# Espada vs Organization 13



## The810kid (Aug 25, 2009)

These matchups are one I thought would be interesting the Espada get help from Aizen Tousen and Gin to even the numbers here are the match ups the battle takes place in the world of nothing that Sora and Riku fought Xemnas in PIS is off but CIS is still on just to make things interesting and from preventing rapes. Twilight Xemnas is banned

Xemnas vs Aizen
Xigbar vs Stark
Zexion vs Barragan
Larxene vs Halibel
Saix vs Ulquiorra
Xaldin vs Nnoitra
Axel vs Grimmjow
Luxord vs Zommari
Demyx vs Szayel
Lexaeus vs Aaroniero
Marluxia vs Yammy
Vexen vs Gin
Roxas vs Tousen


----------



## Onomatopoeia (Aug 25, 2009)

Org 13 sweeps save for Barry, Harry and Sizzle. And maybe Stark.


----------



## The810kid (Aug 25, 2009)

And just how is Roxas supposed to beat Tousen and I also think Grimmjow would beat Axel they sort of have the same personality which is why I paired them up. I also don't see Ulquiorra losing to Saix.


----------



## noobthemusical (Aug 25, 2009)

Roxas fights on level with Sora, he also has multi directional beams that attack opponents, he doens't need to see you for it to attack.

Axel has better feats.


@Ono
Szayel might lose he didn't do much, sure the organ thing could work but as for actuall battle skill he could lose.


----------



## Onomatopoeia (Aug 25, 2009)

> @Ono
> Szayel might lose he didn't do much, sure the organ thing could work but as for actuall battle skill he could lose.



Gabriel.


----------



## ~Avant~ (Aug 25, 2009)

noobthemusical said:


> Roxas fights on level with Sora, he also has multi directional beams that attack opponents, he doens't need to see you for it to attack.

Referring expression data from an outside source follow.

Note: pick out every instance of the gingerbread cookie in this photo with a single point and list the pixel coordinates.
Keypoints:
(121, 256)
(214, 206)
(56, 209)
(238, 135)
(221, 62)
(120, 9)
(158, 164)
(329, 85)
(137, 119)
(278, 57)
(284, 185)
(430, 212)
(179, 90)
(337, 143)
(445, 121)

I dont recall Roxas ever having the technique.



> Axel has better feats.



Such as?




> @Ono
> Szayel might lose he didn't do much, sure the organ thing could work but as for actuall battle skill he could lose.



Szayel would Lol Stomp Demyx


----------



## Zen-aku (Aug 25, 2009)

The810kid said:


> And just how is Roxas supposed to beat Tousen and I also think Grimmjow would beat Axel they sort of have the same personality which is why I paired them up. I also don't see Ulquiorra losing to Saix.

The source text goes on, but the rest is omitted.